C’est sans doute pour cela que sur le territoire du village d’Ak Machit, où vécurent les « Mennonites allemands », il a été décidé de créer une reconstitution de leur époque, de reconstruire des bâtiments et autres structures de cette période et de développer des projets pour transformer le village en site touristique.

En 2019, sur le territoire du célèbre musée-réserve d’État d’Ichan-Kala, un musée dédié aux Mennonites a été inauguré. Il présente des illustrations vivantes de l’histoire de centaines de familles allemandes et néerlandaises qui, par la volonté du destin, ont atterri sur la terre du Khorezm.

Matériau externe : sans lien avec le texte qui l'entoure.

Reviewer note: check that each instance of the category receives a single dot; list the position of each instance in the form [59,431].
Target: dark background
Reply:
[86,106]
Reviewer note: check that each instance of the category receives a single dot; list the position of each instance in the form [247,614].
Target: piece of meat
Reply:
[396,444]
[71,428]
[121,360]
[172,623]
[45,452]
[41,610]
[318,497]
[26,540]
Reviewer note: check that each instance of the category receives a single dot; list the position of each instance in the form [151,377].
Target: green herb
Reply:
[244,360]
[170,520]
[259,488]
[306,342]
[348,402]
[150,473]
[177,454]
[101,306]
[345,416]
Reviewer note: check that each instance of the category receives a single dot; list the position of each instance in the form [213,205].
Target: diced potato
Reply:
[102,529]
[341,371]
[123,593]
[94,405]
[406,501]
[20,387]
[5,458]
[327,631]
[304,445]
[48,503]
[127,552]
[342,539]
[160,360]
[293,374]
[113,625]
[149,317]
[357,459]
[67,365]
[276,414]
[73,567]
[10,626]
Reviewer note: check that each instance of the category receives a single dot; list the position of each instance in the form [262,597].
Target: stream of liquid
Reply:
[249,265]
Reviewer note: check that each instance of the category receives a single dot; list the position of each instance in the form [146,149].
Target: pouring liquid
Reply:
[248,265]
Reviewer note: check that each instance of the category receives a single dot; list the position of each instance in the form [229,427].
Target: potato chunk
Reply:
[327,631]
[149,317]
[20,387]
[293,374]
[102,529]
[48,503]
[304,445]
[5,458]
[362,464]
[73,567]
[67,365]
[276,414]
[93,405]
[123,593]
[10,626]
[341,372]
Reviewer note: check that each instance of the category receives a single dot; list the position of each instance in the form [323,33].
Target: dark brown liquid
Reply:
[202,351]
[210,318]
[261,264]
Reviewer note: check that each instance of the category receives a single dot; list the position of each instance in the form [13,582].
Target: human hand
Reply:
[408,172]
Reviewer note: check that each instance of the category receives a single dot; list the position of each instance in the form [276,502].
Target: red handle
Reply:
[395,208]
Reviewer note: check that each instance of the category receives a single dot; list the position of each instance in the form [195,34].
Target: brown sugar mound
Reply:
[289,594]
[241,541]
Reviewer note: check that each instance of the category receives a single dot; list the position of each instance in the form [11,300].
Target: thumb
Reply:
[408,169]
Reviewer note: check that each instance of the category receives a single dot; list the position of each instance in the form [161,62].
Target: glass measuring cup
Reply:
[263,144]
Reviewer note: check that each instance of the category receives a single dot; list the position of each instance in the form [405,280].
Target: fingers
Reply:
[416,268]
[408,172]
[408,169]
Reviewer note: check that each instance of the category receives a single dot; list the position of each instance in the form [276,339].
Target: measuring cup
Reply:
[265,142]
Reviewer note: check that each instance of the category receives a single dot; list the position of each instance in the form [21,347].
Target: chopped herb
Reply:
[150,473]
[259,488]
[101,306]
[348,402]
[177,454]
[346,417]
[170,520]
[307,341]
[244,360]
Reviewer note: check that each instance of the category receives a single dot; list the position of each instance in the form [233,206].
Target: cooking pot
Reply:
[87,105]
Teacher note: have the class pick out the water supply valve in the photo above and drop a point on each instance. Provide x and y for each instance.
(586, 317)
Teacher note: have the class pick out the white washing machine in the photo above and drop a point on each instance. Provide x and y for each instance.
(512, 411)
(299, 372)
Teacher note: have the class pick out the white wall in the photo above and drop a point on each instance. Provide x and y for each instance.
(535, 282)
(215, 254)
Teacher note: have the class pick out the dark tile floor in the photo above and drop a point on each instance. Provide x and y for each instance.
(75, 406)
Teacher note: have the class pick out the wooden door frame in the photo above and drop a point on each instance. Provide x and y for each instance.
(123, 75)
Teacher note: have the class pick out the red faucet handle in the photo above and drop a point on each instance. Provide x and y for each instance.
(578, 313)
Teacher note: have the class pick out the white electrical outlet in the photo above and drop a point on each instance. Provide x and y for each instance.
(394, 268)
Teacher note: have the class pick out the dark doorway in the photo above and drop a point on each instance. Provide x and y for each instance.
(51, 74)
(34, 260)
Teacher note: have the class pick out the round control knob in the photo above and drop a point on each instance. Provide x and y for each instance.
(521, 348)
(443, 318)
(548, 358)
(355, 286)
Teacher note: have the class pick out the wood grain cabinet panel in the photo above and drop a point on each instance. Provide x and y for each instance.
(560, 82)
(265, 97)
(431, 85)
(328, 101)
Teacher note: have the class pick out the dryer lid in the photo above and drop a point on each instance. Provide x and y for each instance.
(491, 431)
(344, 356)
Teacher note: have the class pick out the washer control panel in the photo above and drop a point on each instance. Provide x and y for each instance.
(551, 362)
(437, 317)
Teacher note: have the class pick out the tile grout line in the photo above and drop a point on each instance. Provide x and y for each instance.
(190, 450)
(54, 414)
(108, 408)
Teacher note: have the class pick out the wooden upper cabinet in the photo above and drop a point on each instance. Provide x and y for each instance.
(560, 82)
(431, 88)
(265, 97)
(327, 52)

Au printemps de la même année, le président de la République fédérale d’Allemagne, Frank-Walter Steinmeier, accompagné de son épouse, a visité le centre historique de Khiva – Ichan-Kala – ainsi que le musée des Mennonites allemands. Les invités ont été informés sur le mode de vie et l’histoire des Mennonites allemands, qui ont vécu brièvement dans le khanat de Khiva mais qui ont su gagner une place honorable dans le cœur des habitants, grâce à leur artisanat et leurs qualités humaines véritables, ainsi qu’à la fraternité entre représentants de différentes religions.

« L’Ouzbékistan est un pays extraordinaire. Grâce à l’exemple de la vieille Khiva, nous avons découvert encore plus d’informations sur les coutumes ancestrales et sur le peuple accueillant de cette terre ensoleillée. On nous a parlé des conditions qui ont été créées ici pour l’installation des Mennonites allemands. À cette époque, des personnes d’origines, de religions et de modes de vie différents vivaient en harmonie, ce qui est un exemple vivant de fraternité et d’unité qui règne encore aujourd’hui dans les esprits de nos peuples », a déclaré Frank-Walter Steinmeier.